In the past weeks, Pyongyang officials have vehemently demanded that Seoul and Washington immediately halt the military drills, which North Korea called an act of provocation threatening its security. With this, Pyongyang also tried to legitimize its nuclear development by saying that its nuclear deterrent “serves as a powerful physical guarantee” for coping with the arms buildup of the U.S. and South Korea on the Korean Peninsula.
Unlike the Moon Jae-in administration, which sought to tackle the North’s nuclear and missile threats through dialogue, Seoul has clearly stated that the joint military drills are nonnegotiable since Yoon took office in May 2022. When the nuclear talks were activated between 2018 and 2019, then-U.S. President Donald Trump temporarily halted the South Korea-U.S. joint military drills in a bid to bring Kim to the negotiating table.
To differentiate his approach to North Korea from his predecessor’s dovish overtures, Yoon actively sought to reinvigorate the military drills to cope with the rising aggression of North Korea.
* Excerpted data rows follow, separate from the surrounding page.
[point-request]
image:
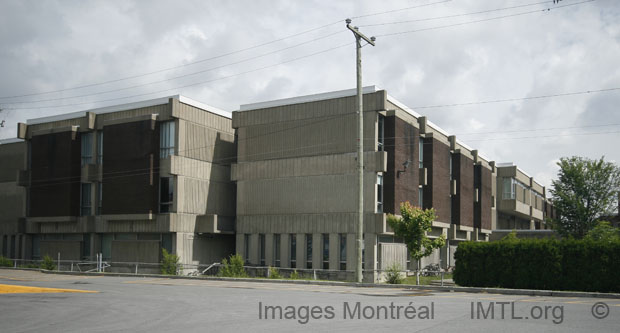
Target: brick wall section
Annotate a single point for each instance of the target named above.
(463, 201)
(437, 192)
(401, 144)
(55, 172)
(482, 209)
(130, 179)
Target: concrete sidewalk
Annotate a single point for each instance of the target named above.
(503, 291)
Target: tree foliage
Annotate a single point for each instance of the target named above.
(412, 226)
(585, 190)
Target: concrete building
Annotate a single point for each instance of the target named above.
(522, 204)
(296, 182)
(12, 199)
(125, 181)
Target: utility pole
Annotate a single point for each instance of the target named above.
(360, 147)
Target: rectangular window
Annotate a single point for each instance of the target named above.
(420, 197)
(261, 241)
(421, 152)
(325, 251)
(86, 202)
(100, 147)
(293, 251)
(309, 251)
(381, 133)
(246, 247)
(166, 139)
(276, 249)
(379, 193)
(87, 148)
(343, 252)
(99, 198)
(166, 194)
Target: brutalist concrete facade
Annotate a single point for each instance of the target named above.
(126, 181)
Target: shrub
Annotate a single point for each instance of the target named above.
(550, 264)
(233, 267)
(274, 273)
(170, 263)
(5, 262)
(48, 263)
(392, 274)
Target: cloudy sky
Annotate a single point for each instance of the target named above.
(64, 56)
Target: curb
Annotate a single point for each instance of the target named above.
(502, 291)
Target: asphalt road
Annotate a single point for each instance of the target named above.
(147, 304)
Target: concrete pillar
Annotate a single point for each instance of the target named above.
(269, 250)
(334, 251)
(351, 252)
(317, 251)
(285, 250)
(254, 259)
(240, 245)
(301, 251)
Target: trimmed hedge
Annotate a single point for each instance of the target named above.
(548, 264)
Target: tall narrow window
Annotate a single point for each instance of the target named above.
(343, 252)
(166, 194)
(325, 251)
(420, 197)
(276, 249)
(381, 133)
(246, 247)
(379, 193)
(87, 148)
(308, 251)
(293, 251)
(99, 198)
(261, 241)
(166, 139)
(100, 147)
(86, 202)
(421, 152)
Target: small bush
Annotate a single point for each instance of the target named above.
(274, 273)
(5, 262)
(392, 274)
(170, 263)
(233, 267)
(48, 263)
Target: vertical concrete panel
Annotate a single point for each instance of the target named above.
(285, 250)
(301, 251)
(334, 251)
(351, 252)
(317, 251)
(269, 250)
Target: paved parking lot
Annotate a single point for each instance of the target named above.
(158, 304)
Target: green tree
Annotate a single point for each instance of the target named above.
(412, 226)
(170, 264)
(585, 190)
(604, 232)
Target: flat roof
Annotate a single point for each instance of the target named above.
(130, 106)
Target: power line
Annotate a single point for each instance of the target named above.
(479, 21)
(214, 57)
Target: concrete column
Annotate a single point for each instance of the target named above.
(301, 251)
(269, 250)
(285, 250)
(351, 252)
(254, 259)
(317, 251)
(240, 244)
(334, 251)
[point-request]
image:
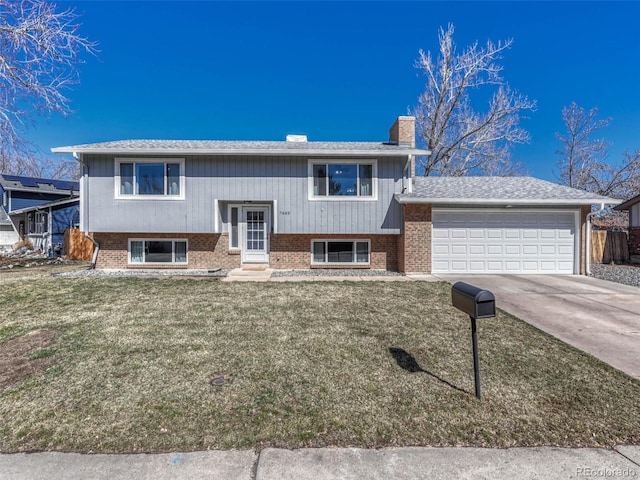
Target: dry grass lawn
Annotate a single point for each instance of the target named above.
(148, 365)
Along with the decision to scale up the combined military drills, the South and the United States also agreed to hold regular meetings such as the Security Consultative Meeting (SCM) and the Extended Deterrence Strategy and Consultation Group (EDSCG) to strengthen the alliance’s capabilities to grapple with the North’s nuclear and missile threats.
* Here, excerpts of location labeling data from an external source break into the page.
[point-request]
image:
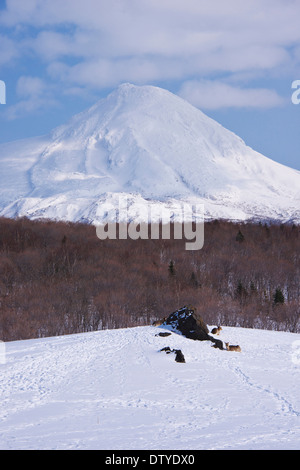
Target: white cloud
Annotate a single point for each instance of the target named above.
(213, 95)
(35, 96)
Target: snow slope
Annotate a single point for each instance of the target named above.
(148, 144)
(114, 389)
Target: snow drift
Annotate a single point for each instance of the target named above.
(115, 389)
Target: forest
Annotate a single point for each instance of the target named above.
(59, 278)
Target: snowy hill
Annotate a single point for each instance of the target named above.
(148, 144)
(115, 389)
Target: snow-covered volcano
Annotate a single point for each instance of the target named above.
(148, 144)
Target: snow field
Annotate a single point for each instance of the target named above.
(115, 390)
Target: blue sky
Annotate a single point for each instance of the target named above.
(235, 60)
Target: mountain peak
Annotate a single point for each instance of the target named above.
(149, 143)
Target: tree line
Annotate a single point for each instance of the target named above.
(59, 278)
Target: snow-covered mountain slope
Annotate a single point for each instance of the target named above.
(115, 389)
(148, 144)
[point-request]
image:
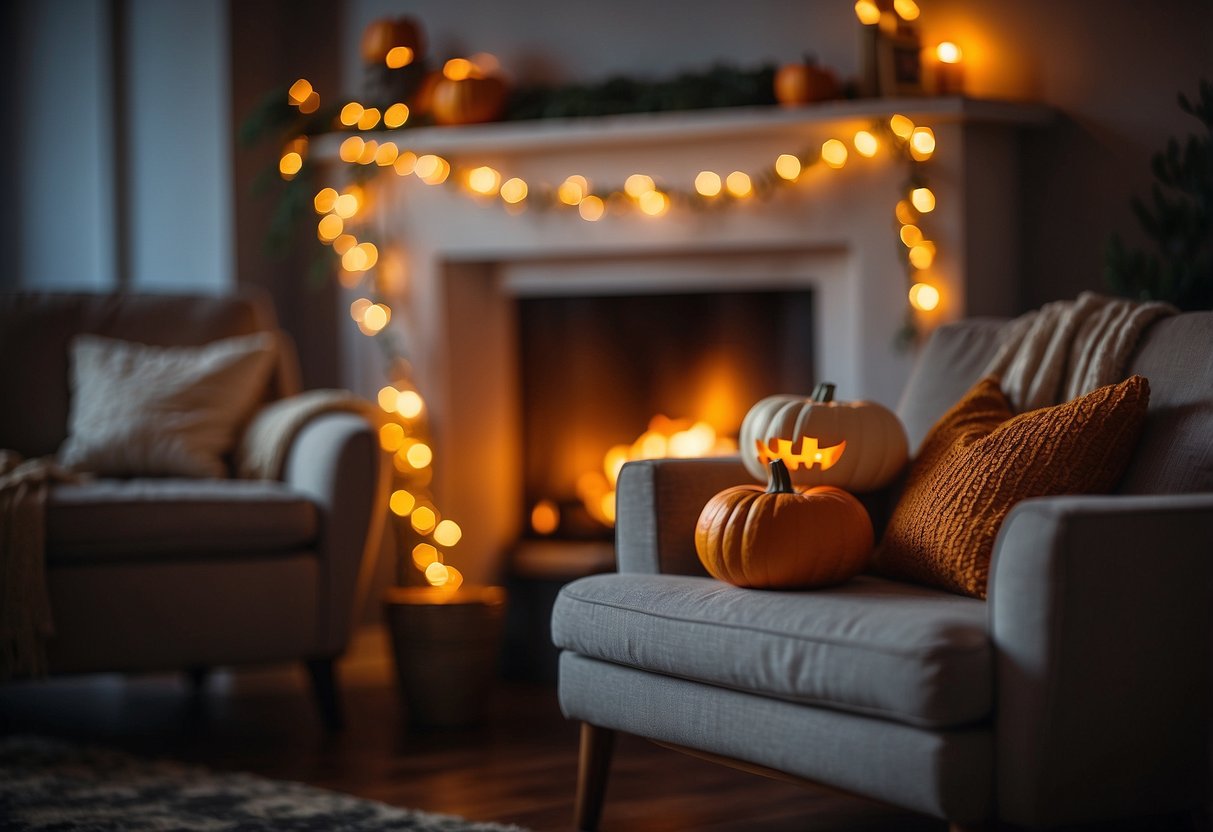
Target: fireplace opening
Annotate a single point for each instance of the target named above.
(651, 374)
However, as North Korea kept developing its nuclear weapons to confront the strengthened South Korea-U.S. alliance, more voices are calling on the South Korean government to consider developing indigenous nuclear weapons.
Thursday’s ICBM launch came hours before Yoon flew to Japan for a meeting with Japanese Prime Minister Kishida Fumio. It is the first time in 12 years that a South Korean president has visited Tokyo to attend a one-on-one summit with the Japanese prime minister. Lee Myung-bak, a former conservative president of South Korea, visited Tokyo for an official visit in 2011.
Yoon’s visit to Tokyo was swiftly arranged in the wake of South Korean Foreign Minister Park Jin’s announcement on March 6 to resolve a bilateral dispute over forced labor. Under the Yoon administration’s plan, South Korea will bypass the Supreme Court’s ruling that two Japanese corporations must compensate 15 plaintiffs who were forcefully exploited to work for them during World War II. This 2018 ruling has been the main cause of half-a-decade of friction between the two sides. Japan rejected the ruling and later moved to impose semiconductor sanctions on South Korea. At that time, Seoul considered abrogating the General Security of Military Information Agreement (GSOMIA), a bilateral security pact signed with Japan, as a response but ultimately scrapped the idea due to U.S. intervention.
In order to mend ties with Japan, the Yoon administration has passionately worked to create a way to soothe Tokyo’s anger at the Supreme Court’s ruling. Now, as Seoul’s plan allows the defendant Japanese corporations to avoid directly compensating the victims, Tokyo made a friendly gesture toward Seoul as a follow-up.
On Thursday, Japan eased the semiconductor sanctions it imposed against South Korea following the South Korean Supreme Court ruling in 2018. Yoon and Kishida also agreed to strengthen cooperation to cope with the growing aggressiveness of North Korea while consenting to hold summit meetings in each other’s countries on a regular basis.
As Yoon calls Japan a cooperative partner that shares common interests on global agendas, his administration will likely seek more room for cooperation. However, it is questionable whether South Koreans will support his moves if Japan again makes controversial remarks distorting history. So far, Japan has not changed its controversial stance on the historical disputes, which brought criticism from the forced labor victims’ group.